CHICAGO, July 20 (Reuters) - Chicago wheat futures climbed on Tuesday to a two-month peak after official data underscored poor conditions for drought-hit U.S. spring wheat.

Chicago corn gained, as a lower-than-expected weekly crop rating focused attention back to dry conditions in parts of the Midwest.

Soybeans rebounded after being pressured by falling crude oil prices on Monday, underpinned by warm and dry weather forecast across the U.S. Midwest ahead of the oilseed’s key summer growth period.

The most active wheat futures on the Chicago Board of Trade gained 2-3/4 cents to $7.00-1/2 per bushel, after reaching their highest level since May 18 at $7.18.

CBOT corn added 13-1/2 cents to $5.65-3/4 per bushel, while soybeans gained 15-3/4 cents to $13.88-1/2.

The U.S. Department of Agriculture (USDA), in a report released after Monday’s market close, rated 11% of U.S. spring wheat as good or excellent, down from 16% a week earlier and below analysts’ average estimate of 15%.

“That crop’s just being torn apart,” said John Zanker, market analyst at Risk Management Commodities.
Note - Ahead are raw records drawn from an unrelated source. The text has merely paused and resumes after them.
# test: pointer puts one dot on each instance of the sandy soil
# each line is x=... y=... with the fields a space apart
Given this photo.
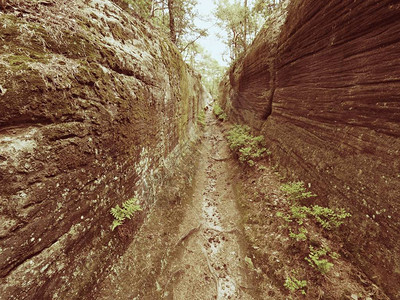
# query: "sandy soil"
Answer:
x=211 y=263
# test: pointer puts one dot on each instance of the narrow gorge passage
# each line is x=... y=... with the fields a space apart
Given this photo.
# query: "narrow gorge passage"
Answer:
x=211 y=264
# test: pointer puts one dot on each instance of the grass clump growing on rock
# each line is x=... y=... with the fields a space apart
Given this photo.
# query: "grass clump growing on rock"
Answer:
x=219 y=112
x=293 y=284
x=127 y=210
x=201 y=119
x=248 y=147
x=323 y=265
x=327 y=217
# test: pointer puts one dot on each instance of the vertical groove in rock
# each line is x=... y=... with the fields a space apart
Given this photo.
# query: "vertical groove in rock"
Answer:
x=335 y=114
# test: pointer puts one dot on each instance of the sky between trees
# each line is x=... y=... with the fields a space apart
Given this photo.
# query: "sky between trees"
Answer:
x=210 y=34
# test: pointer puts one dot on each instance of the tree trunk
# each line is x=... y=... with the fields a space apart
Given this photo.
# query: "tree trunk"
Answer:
x=172 y=30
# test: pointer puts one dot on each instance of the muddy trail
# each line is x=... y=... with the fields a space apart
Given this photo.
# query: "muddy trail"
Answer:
x=215 y=235
x=191 y=247
x=211 y=263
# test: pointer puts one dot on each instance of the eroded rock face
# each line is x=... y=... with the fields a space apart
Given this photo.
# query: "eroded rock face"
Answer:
x=328 y=85
x=94 y=105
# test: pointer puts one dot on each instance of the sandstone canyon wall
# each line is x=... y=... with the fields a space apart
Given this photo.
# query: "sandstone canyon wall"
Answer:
x=322 y=81
x=94 y=106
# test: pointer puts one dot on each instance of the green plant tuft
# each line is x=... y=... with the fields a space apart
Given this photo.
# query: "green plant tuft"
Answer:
x=127 y=210
x=315 y=260
x=295 y=191
x=329 y=218
x=293 y=284
x=201 y=119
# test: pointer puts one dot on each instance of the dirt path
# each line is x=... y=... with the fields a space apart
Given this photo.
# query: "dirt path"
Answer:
x=211 y=263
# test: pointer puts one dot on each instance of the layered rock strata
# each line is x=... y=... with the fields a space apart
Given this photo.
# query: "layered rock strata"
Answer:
x=321 y=82
x=94 y=107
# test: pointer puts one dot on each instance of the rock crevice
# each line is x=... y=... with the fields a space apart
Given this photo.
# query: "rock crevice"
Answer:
x=331 y=69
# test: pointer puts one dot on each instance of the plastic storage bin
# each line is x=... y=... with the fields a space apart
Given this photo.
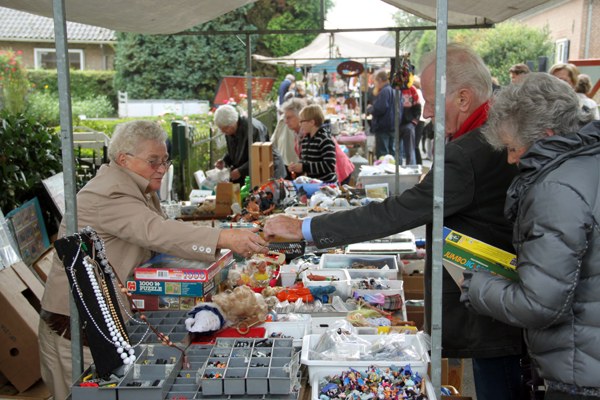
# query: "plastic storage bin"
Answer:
x=386 y=265
x=406 y=180
x=324 y=367
x=341 y=281
x=315 y=387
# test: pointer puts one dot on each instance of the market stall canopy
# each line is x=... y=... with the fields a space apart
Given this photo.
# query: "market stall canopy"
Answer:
x=468 y=12
x=328 y=46
x=139 y=16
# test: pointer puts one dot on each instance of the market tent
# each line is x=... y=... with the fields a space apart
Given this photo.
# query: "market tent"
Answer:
x=468 y=12
x=158 y=16
x=332 y=45
x=139 y=16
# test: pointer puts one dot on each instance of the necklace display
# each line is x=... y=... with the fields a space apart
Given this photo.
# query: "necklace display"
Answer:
x=110 y=311
x=111 y=329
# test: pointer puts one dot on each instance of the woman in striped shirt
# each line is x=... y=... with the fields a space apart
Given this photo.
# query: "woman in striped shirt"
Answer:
x=317 y=159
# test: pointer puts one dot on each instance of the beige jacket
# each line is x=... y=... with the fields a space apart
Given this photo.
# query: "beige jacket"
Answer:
x=132 y=225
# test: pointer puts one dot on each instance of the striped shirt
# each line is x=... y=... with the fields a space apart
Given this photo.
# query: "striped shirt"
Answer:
x=318 y=156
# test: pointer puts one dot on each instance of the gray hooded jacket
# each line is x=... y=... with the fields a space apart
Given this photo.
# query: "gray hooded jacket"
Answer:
x=555 y=203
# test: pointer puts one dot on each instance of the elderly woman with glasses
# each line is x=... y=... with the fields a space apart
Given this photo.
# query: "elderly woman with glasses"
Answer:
x=554 y=203
x=317 y=158
x=120 y=203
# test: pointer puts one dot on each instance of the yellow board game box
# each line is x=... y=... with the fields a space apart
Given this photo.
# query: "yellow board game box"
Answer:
x=464 y=252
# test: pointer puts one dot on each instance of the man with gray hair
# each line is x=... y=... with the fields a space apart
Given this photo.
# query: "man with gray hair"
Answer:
x=235 y=128
x=120 y=203
x=476 y=179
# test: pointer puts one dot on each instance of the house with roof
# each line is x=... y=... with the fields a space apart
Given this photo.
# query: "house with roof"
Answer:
x=574 y=27
x=90 y=47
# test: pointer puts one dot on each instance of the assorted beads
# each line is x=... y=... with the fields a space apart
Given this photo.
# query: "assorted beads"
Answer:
x=375 y=383
x=116 y=332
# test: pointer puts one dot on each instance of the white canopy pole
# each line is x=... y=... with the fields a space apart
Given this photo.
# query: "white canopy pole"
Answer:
x=66 y=133
x=438 y=194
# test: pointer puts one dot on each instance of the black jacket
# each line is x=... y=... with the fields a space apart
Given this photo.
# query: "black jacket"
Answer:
x=476 y=179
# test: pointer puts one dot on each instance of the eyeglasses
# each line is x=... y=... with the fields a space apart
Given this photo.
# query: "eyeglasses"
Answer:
x=154 y=164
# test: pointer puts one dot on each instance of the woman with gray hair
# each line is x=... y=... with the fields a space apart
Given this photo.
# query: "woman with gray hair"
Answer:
x=120 y=203
x=555 y=205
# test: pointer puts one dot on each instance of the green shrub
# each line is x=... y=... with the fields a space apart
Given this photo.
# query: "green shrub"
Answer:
x=44 y=107
x=29 y=153
x=84 y=84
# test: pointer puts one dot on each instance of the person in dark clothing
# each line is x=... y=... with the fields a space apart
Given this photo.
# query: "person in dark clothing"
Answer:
x=235 y=129
x=476 y=179
x=317 y=159
x=382 y=110
x=284 y=87
x=555 y=205
x=411 y=114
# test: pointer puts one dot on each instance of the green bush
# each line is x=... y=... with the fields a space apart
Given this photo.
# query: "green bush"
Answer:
x=84 y=84
x=44 y=107
x=29 y=153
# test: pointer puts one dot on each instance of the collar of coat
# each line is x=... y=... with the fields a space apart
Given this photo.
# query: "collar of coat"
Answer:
x=547 y=154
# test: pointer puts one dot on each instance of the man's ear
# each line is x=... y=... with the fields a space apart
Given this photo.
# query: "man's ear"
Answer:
x=121 y=159
x=464 y=99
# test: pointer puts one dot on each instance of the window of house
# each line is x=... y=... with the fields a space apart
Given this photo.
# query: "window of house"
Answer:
x=46 y=59
x=562 y=51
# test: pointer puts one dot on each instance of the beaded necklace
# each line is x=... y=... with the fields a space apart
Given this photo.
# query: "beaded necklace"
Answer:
x=118 y=336
x=100 y=253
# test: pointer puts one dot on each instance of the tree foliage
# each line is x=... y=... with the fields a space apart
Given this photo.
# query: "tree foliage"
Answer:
x=190 y=66
x=512 y=43
x=507 y=44
x=409 y=40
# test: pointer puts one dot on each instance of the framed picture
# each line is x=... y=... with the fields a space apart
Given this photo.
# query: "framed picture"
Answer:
x=29 y=230
x=55 y=186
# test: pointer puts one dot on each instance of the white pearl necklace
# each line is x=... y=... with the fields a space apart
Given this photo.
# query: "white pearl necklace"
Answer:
x=125 y=350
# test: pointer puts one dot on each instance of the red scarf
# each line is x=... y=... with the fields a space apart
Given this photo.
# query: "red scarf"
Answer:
x=474 y=121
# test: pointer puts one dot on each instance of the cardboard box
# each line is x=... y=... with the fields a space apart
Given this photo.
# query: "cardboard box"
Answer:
x=262 y=167
x=43 y=264
x=164 y=303
x=162 y=288
x=414 y=286
x=227 y=194
x=164 y=267
x=20 y=296
x=462 y=252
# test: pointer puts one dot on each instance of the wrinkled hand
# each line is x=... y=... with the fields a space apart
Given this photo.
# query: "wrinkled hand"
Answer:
x=242 y=241
x=234 y=175
x=464 y=288
x=283 y=226
x=295 y=167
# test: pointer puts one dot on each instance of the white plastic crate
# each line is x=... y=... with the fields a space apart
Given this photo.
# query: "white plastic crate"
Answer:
x=387 y=265
x=296 y=329
x=395 y=287
x=324 y=367
x=342 y=284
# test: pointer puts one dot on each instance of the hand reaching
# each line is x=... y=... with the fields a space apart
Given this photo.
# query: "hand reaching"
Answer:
x=283 y=226
x=243 y=241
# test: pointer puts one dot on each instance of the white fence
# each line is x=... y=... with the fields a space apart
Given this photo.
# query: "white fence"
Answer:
x=151 y=108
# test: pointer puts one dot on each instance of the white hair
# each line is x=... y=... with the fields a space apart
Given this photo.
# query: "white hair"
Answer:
x=129 y=135
x=464 y=69
x=226 y=115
The USDA last week projected that U.S. spring wheat production would shrink to a 33-year low.

Global production concerns also supported wheat prices, with Kazakhstan limiting exports of barley, wheat and rye because of drought, while Russian harvest estimates dropped after disappointing yields.
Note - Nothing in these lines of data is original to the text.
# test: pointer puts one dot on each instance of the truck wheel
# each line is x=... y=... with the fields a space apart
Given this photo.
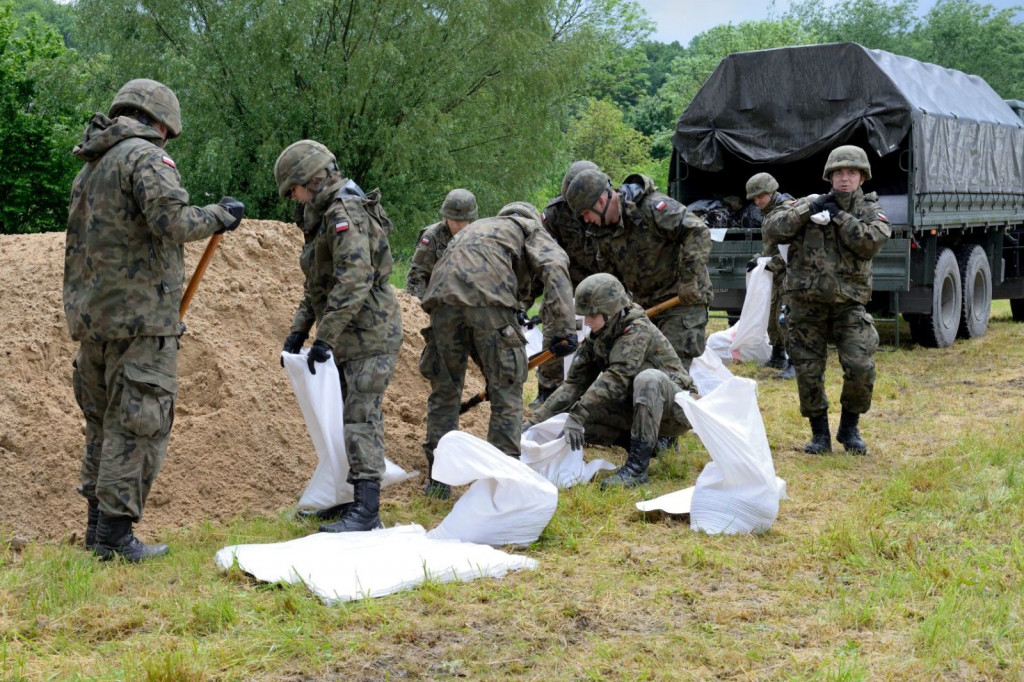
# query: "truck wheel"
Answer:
x=938 y=328
x=976 y=285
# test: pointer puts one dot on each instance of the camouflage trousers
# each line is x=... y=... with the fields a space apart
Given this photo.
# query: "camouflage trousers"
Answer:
x=363 y=384
x=494 y=336
x=776 y=333
x=651 y=413
x=810 y=327
x=126 y=389
x=685 y=327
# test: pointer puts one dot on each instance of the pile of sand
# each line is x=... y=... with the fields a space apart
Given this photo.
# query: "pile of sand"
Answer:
x=239 y=444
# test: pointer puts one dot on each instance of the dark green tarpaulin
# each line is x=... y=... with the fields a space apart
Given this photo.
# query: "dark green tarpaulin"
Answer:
x=785 y=104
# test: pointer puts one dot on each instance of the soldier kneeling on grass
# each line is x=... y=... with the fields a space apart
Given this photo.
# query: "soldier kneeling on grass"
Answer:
x=622 y=386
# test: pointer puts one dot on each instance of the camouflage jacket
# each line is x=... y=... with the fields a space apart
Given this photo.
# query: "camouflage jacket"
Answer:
x=493 y=260
x=569 y=231
x=430 y=246
x=127 y=221
x=347 y=261
x=658 y=249
x=830 y=263
x=606 y=364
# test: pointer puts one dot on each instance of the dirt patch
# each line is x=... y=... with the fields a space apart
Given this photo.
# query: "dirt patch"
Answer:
x=239 y=444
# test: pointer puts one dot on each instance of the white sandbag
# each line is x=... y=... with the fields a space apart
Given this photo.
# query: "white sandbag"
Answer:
x=343 y=566
x=507 y=504
x=737 y=492
x=320 y=399
x=708 y=372
x=545 y=451
x=747 y=341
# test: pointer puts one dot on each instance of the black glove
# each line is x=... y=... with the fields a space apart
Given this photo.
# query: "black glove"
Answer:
x=293 y=343
x=818 y=204
x=236 y=208
x=320 y=352
x=562 y=346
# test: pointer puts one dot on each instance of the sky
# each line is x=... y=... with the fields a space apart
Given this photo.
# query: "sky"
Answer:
x=682 y=19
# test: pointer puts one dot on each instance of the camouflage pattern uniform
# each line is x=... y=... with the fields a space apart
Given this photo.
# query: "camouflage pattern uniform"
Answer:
x=827 y=282
x=659 y=250
x=347 y=260
x=623 y=383
x=124 y=274
x=473 y=296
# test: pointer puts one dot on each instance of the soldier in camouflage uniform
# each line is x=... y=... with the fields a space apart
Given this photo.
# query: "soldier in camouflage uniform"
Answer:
x=346 y=260
x=833 y=239
x=569 y=231
x=762 y=188
x=458 y=210
x=655 y=247
x=472 y=298
x=124 y=272
x=623 y=382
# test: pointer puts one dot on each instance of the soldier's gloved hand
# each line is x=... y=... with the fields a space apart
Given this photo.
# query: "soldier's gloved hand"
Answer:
x=573 y=433
x=562 y=346
x=293 y=343
x=236 y=208
x=320 y=352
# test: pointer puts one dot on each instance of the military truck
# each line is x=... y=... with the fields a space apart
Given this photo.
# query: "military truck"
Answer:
x=947 y=163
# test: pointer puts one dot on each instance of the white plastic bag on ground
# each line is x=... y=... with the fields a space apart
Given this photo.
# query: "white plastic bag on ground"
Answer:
x=546 y=452
x=507 y=504
x=320 y=399
x=708 y=372
x=737 y=492
x=343 y=566
x=747 y=341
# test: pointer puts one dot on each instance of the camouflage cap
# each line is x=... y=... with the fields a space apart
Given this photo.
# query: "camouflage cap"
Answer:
x=522 y=209
x=848 y=156
x=600 y=294
x=586 y=188
x=460 y=205
x=762 y=183
x=153 y=98
x=576 y=169
x=299 y=162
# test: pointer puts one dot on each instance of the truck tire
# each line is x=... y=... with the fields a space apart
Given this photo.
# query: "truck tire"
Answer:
x=938 y=328
x=976 y=287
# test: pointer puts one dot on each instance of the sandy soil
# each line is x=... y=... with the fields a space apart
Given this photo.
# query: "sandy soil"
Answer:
x=239 y=443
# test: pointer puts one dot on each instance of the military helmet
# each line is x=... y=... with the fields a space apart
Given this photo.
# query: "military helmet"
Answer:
x=762 y=183
x=521 y=209
x=600 y=294
x=460 y=205
x=299 y=162
x=153 y=98
x=848 y=156
x=586 y=188
x=577 y=168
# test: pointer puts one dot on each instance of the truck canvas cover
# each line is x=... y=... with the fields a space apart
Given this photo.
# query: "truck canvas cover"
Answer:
x=755 y=107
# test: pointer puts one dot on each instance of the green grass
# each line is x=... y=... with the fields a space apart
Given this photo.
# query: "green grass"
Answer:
x=905 y=564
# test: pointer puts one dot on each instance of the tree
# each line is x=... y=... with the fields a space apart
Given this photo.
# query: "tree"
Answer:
x=42 y=99
x=415 y=97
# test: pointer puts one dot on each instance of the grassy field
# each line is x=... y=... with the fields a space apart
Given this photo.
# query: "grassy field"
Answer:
x=905 y=564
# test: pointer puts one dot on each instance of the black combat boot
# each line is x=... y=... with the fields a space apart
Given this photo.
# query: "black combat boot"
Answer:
x=778 y=357
x=363 y=514
x=820 y=438
x=849 y=434
x=634 y=472
x=90 y=526
x=115 y=539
U.S. corn and soybean conditions have weathered recent dryness, but risk of damage remains high at a time when supply is in sharp focus.

“We need a big crop,” said Karl Setzer, commodity risk analyst with Agrivisor, noting that even a small reduction in corn production could mean tight stocks. “Pressure on the crops is giving us some price support.”

The USDA left unchanged its good/excellent score for U.S. corn at 65%, short of an analyst consensus of 66%. It raised the soybean rating by 1 percentage point to 60%, in line with expectations. (Reporting by Christopher Walljasper; Additional reporting by Gus Trompiz in Paris and Colin Packham in Canberra; Editing by Sandra Maler)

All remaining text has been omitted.